The ICC has been less than effective on circumpolar trade issues, for similar reasons. At the 1998 ICC gathering in Nuuk, Greenland, Canada raised the idea of lobbying the U.S. government to amend the Marine Mammals Protection Act, so that sealskin products from Canada and Greenland may be legally exported to the vast U.S. market.
But Alaskan delegates opposed the idea, because for them, the MMPA is a guarantor of those few aboriginal rights they have left. Since subsistence aboriginal hunting rights are constantly under attack in Alaska, this is not an unreasonable position for them to take — but it doesn’t do much for the cause of circumpolar unity.
Another example is last year’s cancellation of a longstanding Canada-Greenland airline service by Nunavik’s Inuit-owned airline, First Air. Even though this happened on the eve of the Nuuk-Iqaluit Arctic Winter Games, political leaders in Nunavut and Nunavik hardly seemed to care.
Maybe that’s why ICC leaders don’t want to discuss the Arctic’s appalling social conditions. Having demonstrated their impotence in handling a range of less difficult issues, perhaps they’re reluctant to set themselves up for even more failure.
It may also be that such a discussion would force Inuit leaders to take a hard look at their most precious beliefs — beliefs that many are apparently unwilling to surrender. The strongest of these is that self-government and self-determination will, all by themselves, eradicate crime, poverty, addiction, suicide, mental illness, and all the other evils that have been attributed to colonialism.
We know now that various forms of aboriginal self-government, although right and necessary, do not by themselves guarantee that the lives of aboriginal people will get better.
In May of 1998, Aqqaluk Petersen, a Greenlandic researcher, presented a paper to the Congress of the International Association for Arctic Social Sciences that showed how Greenland’s social problems have intensified since the creation of its home rule government in 1979.

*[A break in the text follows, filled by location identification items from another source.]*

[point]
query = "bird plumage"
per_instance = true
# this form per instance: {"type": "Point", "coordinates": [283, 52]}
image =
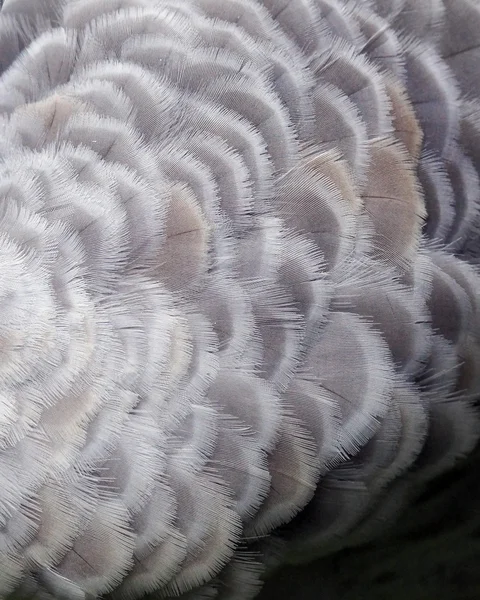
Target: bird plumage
{"type": "Point", "coordinates": [239, 287]}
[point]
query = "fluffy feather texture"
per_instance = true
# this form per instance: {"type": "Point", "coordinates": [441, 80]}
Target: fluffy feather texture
{"type": "Point", "coordinates": [240, 316]}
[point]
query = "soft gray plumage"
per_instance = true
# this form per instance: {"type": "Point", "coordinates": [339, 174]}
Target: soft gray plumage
{"type": "Point", "coordinates": [240, 308]}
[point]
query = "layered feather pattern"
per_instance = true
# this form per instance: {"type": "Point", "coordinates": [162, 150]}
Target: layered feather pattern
{"type": "Point", "coordinates": [239, 290]}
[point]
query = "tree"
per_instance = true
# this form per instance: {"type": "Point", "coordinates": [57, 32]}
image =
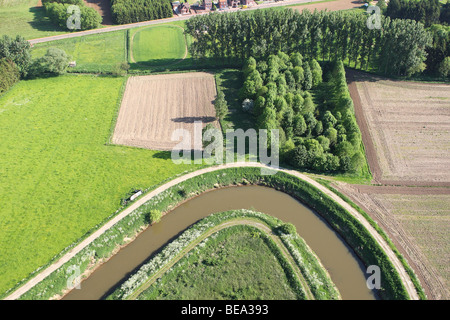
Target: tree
{"type": "Point", "coordinates": [444, 67]}
{"type": "Point", "coordinates": [308, 78]}
{"type": "Point", "coordinates": [9, 74]}
{"type": "Point", "coordinates": [154, 216]}
{"type": "Point", "coordinates": [316, 72]}
{"type": "Point", "coordinates": [17, 50]}
{"type": "Point", "coordinates": [55, 62]}
{"type": "Point", "coordinates": [221, 105]}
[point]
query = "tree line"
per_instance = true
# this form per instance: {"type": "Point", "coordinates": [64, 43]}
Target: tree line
{"type": "Point", "coordinates": [125, 11]}
{"type": "Point", "coordinates": [397, 48]}
{"type": "Point", "coordinates": [325, 138]}
{"type": "Point", "coordinates": [17, 63]}
{"type": "Point", "coordinates": [428, 12]}
{"type": "Point", "coordinates": [57, 12]}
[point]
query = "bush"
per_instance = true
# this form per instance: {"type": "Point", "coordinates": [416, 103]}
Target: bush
{"type": "Point", "coordinates": [287, 228]}
{"type": "Point", "coordinates": [57, 12]}
{"type": "Point", "coordinates": [18, 51]}
{"type": "Point", "coordinates": [154, 216]}
{"type": "Point", "coordinates": [9, 74]}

Petersen found that after home rule, Greenland’s suicide rate jumped from an average of seven deaths a year to an average of 49 a year.
“I have witnessed my own generation of Greenlanders either kill themselves, commit suicide or succumb to deep alcohol abuse,” Petersen told his fellow researchers.
Petersen’s own conclusion is fairly simple — that the real cause is not colonialism, but modernization. Although European colonizers stimulated the modernization of the Arctic, the pace of modernization tends to move even faster in the post-colonial period. The creation of Nunavut and the settlement of the Nunavut land claim agreement are good examples of this. Just look at the turbulent urbanization of Iqaluit, and the tide of social problems that have arisen in its wake.
Petersen said, however, that Greenland’s political elites are ignoring these realities: “The Greenlandic political establishment now has to wake up to the fact that these social problems are our own making — although there is still a powerful movement in the Greenlandic society for more independence from Denmark, implying that in the process, our social problems will be solved,” he said.
These words could be applied just as readily to Nunavut, or to any of the other regions that the ICC claims to represent. If the ICC wants to make a difference, its leaders must adjust their thinking. It’s not 1977 any more.